Zainal had trouble believing in the Almighty, though the several ministers who had been dropped were trying to establish services. The Protestants had no problems but Father Jacob did, since he had none of the accessories properly required to say Mass. He fretted about their lack and how he should manage without them.

Marrucci proved to be a devout Catholic and did his best to console the good father in one of those role reversals which continually happened on Botany.

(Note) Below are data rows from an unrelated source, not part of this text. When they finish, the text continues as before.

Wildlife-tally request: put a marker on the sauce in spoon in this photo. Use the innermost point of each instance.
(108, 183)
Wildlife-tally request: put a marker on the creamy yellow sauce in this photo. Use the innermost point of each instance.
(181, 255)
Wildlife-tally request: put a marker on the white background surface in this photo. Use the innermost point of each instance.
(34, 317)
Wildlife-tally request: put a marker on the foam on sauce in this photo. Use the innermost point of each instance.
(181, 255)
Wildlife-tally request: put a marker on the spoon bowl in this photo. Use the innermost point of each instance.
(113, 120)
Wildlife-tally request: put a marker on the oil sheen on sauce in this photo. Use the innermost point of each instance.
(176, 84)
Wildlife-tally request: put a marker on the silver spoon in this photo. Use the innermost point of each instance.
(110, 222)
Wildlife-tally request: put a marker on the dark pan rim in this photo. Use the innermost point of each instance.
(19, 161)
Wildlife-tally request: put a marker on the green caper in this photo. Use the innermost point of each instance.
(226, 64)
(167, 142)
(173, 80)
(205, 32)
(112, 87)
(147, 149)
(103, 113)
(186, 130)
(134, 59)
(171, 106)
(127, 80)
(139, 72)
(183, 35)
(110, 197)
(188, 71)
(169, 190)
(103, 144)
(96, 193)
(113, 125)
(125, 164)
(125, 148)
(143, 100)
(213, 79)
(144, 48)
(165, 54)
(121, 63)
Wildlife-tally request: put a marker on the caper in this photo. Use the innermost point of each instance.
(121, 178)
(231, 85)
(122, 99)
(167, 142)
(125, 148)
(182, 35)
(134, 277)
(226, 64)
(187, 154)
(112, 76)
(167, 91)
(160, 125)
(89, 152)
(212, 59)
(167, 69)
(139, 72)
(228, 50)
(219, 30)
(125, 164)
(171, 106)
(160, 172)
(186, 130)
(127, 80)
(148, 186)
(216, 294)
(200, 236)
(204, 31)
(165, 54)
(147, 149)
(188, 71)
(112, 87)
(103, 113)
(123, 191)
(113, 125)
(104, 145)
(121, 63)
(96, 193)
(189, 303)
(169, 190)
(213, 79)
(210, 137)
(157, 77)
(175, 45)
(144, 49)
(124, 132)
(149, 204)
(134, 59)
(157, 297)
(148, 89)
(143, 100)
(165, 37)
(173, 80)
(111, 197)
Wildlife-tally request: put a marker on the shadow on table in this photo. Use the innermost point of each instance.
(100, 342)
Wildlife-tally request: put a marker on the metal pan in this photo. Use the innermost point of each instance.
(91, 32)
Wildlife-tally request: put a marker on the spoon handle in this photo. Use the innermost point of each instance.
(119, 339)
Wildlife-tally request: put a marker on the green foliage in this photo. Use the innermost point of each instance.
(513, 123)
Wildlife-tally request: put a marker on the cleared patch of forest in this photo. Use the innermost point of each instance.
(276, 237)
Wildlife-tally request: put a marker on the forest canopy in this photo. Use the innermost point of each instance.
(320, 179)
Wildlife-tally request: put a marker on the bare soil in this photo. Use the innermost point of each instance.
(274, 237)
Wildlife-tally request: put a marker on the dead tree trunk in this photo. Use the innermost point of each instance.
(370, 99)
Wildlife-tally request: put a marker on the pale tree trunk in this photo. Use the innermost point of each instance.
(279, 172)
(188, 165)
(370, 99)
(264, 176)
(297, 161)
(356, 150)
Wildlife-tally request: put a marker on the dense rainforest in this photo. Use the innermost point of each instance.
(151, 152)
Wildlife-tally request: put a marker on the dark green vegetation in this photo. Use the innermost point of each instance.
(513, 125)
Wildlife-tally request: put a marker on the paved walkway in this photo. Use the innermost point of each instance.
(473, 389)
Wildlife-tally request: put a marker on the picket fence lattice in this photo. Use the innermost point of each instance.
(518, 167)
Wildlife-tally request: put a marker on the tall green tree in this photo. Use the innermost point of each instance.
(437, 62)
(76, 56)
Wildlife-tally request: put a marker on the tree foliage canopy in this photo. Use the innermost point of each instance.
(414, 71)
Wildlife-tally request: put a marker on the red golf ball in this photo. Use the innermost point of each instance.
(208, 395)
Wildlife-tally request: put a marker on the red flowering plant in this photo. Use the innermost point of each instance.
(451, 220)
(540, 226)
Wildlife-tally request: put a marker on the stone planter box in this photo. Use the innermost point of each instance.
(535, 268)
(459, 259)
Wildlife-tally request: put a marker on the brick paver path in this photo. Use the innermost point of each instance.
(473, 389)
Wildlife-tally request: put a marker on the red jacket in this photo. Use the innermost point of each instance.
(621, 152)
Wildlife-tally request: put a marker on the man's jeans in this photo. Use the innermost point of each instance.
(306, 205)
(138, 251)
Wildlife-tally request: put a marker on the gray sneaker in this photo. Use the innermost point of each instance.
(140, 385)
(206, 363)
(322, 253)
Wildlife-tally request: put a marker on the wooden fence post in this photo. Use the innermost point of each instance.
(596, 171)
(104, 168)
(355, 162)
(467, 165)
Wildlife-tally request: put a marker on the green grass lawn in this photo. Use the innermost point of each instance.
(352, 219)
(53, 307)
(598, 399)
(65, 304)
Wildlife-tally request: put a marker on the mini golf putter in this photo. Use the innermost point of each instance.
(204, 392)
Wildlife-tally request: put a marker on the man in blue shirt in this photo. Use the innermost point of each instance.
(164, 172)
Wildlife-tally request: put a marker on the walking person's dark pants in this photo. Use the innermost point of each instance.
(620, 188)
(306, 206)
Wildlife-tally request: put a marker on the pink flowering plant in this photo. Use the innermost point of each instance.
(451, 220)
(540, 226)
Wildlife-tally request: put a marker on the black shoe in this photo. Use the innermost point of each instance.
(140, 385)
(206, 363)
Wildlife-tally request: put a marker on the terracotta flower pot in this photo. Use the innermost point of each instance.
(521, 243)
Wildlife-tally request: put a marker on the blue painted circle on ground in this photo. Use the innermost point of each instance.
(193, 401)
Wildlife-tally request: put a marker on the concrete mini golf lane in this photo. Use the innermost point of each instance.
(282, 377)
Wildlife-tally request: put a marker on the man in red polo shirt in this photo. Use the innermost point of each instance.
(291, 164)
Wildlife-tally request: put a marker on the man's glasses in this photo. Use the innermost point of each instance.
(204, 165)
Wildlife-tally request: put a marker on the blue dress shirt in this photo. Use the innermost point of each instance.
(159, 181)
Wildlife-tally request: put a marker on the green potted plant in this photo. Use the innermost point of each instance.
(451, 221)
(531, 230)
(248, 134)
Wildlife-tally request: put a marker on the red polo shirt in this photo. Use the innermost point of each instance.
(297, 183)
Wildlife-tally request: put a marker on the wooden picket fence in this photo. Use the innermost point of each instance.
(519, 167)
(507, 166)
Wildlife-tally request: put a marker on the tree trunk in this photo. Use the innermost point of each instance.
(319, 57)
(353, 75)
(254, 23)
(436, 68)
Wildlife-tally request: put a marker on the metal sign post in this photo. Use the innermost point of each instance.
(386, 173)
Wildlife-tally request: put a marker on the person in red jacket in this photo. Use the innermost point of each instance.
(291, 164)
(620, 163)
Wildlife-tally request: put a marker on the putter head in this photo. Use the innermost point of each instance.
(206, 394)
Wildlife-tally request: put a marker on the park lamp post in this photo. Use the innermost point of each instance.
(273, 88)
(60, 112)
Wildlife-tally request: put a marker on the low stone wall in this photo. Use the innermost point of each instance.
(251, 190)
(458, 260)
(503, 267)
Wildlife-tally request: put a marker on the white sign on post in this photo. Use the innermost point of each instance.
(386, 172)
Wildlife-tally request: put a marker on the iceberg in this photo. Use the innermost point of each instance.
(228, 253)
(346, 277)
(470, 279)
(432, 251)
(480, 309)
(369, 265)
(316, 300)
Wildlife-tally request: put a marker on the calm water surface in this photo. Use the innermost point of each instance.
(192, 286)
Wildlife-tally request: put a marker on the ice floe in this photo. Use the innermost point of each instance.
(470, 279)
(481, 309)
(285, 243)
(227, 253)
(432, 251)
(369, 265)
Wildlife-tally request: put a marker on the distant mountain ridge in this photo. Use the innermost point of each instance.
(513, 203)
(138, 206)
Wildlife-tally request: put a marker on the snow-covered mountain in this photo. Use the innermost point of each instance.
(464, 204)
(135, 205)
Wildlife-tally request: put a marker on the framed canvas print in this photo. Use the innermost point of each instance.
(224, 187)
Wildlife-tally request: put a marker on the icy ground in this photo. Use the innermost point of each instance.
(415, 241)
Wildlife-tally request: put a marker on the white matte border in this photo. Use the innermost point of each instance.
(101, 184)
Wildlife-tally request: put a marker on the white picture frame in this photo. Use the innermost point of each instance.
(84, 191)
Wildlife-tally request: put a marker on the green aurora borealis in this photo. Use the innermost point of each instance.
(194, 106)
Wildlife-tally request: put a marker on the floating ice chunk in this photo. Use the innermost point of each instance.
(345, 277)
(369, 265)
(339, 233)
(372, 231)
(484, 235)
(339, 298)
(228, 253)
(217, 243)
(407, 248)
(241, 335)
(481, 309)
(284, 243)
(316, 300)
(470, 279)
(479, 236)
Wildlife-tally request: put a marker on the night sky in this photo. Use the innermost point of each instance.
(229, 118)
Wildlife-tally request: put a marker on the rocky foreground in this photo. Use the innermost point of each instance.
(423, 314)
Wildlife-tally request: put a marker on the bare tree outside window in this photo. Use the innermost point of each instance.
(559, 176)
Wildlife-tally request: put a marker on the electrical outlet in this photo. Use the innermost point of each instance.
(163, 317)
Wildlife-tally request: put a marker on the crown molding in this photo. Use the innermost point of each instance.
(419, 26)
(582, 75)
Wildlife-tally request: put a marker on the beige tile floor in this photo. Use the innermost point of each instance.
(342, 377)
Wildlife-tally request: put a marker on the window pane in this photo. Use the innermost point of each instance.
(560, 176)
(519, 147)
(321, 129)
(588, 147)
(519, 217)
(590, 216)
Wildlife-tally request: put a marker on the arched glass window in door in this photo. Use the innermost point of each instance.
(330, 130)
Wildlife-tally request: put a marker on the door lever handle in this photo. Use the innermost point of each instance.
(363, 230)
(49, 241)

“If God is everywhere, then He's here, too, padre, and He'll accept the worship of the sincere, dedicated to Him. The earliest Catholics had no altar or relics, and communion was bread and wine. We got them. We got the dedication. You say the words and I'll be altar boy.”

* * *

Mitford was both pleased and alarmed to have a child named for him.

“Everyone will think he's mine and he isn't,” the sergeant said at his gruffest. “Not that I wish he weren't, Kris,” he added hastily. “I mean, I'd've been honored if you'd wanted to but…well, hell, you know what I mean.”

“Yes, I do, Chuck.”

“So who is the lucky guy?”

“Remember that hooch Leon and Mayock made, about the time I broke my arm?”

“Yeah, I do,” and Mitford looked surprised, then scowled deeply. “You mean you got raped and never reported it?” His fists clenched as if he held the neck of the offender within them.

Kris patted one such fist gently. “I don't know about any rape. But I do know I was very, very drunk.”

Chuck frowned. “Pete Easley took you back to your cabin, didn't he?”

“He may have, Chuck, but I don't recall a thing and perhaps that's as well, don't you think?”

“No, I don't.”

“Can't do anything about it. But maybe when Zane grows up, we'll know for sure. Zainal couldn't care less.”

“No, he couldn't, and you know, the way he's taken this hasn't lost him any points.”

Zainal was at that moment changing his foster son's fluff diapers. The reeds which produced the useful material were being cultivated everywhere they would grow around Retreat Bay.

The sticky sap that had been such a problem on their last reconnaissance trip had been harvested and, poured into a mold, made a reasonable facsimile of waterproof garments for baby use. They could be washed and reused four or five times but gradually dissolved, often at the wrong time.

Mitford grinned, watching the anomaly of a Catteni Emassi acting the nursemaid.

Twenty-one hundred and three new lives had been expected, and all but five made it: two human babies were stillborn; one of the Rugarian young lived three days and died but even the one Rugarian who understood his species' needs could not give a reason; a fourth was unfortunately strangled by the umbilical cord during delivery; and the fifth, a Deski, was malformed when it hatched and did not survive.

* * *

The promised crèches were opened and every female had the right to leave her youngling in the general care for her day's work or whatever community service she performed. Sometimes it was crèche duty. Kris started the fad of the papoose board, dredging that up from reading Westerns and historical novels about Indians. It worked well for babies up to three months, and for shorter periods after that.